A look at concurrency and parallelism support in MS Visual Studio beta 2

Dr. Dobb’s has a review today that takes a look at the progress MS is making supporting developers struggling to add effective support for concurrency in their apps

Microsoft logoIf you want to translate multicore power into application performance, you have to make sure your concurrent software threads are running on hardware threads taking advantage of parallelism. Visual Studio 2010 Beta 2 improved many profiling reports related to parallelism and concurrency.
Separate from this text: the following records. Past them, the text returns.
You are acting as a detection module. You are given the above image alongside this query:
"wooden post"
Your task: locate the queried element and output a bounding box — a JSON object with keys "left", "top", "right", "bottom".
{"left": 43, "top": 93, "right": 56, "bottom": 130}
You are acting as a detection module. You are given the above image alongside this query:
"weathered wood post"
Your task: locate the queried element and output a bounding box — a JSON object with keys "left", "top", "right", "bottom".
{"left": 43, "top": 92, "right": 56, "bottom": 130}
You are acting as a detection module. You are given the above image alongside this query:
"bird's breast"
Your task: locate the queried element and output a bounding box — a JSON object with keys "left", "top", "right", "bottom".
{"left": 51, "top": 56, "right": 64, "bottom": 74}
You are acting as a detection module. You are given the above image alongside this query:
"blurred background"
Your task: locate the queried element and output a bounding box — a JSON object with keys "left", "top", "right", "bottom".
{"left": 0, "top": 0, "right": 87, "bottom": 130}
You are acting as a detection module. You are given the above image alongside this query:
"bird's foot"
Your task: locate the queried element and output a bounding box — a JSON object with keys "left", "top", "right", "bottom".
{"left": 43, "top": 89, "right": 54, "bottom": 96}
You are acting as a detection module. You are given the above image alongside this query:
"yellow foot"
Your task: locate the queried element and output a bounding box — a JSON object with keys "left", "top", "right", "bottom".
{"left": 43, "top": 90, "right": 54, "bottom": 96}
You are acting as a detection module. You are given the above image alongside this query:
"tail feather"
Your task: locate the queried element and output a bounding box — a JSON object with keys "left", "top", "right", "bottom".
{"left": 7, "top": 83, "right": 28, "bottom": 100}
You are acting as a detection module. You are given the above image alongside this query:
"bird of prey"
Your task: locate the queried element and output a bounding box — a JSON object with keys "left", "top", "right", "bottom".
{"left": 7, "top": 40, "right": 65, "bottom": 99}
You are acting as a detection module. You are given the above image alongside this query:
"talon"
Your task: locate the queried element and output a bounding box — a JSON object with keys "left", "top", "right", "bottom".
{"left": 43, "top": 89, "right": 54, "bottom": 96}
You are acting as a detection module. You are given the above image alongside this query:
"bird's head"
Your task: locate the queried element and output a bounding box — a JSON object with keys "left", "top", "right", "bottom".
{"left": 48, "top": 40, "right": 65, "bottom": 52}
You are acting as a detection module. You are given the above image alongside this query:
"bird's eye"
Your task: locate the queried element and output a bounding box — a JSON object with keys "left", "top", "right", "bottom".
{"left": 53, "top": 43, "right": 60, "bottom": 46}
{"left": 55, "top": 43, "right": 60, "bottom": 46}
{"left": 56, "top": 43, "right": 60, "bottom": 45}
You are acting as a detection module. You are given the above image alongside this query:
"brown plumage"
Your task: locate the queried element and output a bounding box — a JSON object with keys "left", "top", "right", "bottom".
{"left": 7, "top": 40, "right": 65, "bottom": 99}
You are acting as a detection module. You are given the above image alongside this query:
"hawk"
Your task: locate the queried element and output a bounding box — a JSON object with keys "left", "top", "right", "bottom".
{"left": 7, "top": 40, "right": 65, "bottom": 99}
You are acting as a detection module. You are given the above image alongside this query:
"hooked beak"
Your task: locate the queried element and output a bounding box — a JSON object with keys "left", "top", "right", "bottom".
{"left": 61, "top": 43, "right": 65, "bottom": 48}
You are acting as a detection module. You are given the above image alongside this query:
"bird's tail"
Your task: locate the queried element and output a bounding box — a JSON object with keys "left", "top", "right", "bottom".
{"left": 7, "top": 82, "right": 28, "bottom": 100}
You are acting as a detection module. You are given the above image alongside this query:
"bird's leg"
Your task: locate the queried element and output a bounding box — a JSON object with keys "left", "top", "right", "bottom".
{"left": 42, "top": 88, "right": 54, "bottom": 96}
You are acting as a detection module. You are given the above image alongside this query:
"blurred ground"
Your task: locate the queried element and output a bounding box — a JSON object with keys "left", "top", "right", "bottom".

The IDE uses the name Concurrency. However, I’d rather talk about both parallelism and concurrency. When you create a multithreaded application, using task-based programming or raw threads, you’re creating concurrent code. Nonetheless, it doesn’t mean that the concurrent code is going to run in parallel all the time. It depends on the decisions taken by the operating system scheduler, the underlying hardware and the synchronization problems, among others. Therefore, it is necessary to evaluate whether the programmed concurrency is taking advantage of certain parallel hardware capabilities. Are the software threads running in parallel taking advantage of the existing hardware threads? The new Concurrency profiling tools offered by Visual Studio 2010 Beta 2 provide nice information to answer this question. Again, this tool allows you to visualize parallelism and concurrency, not just concurrency.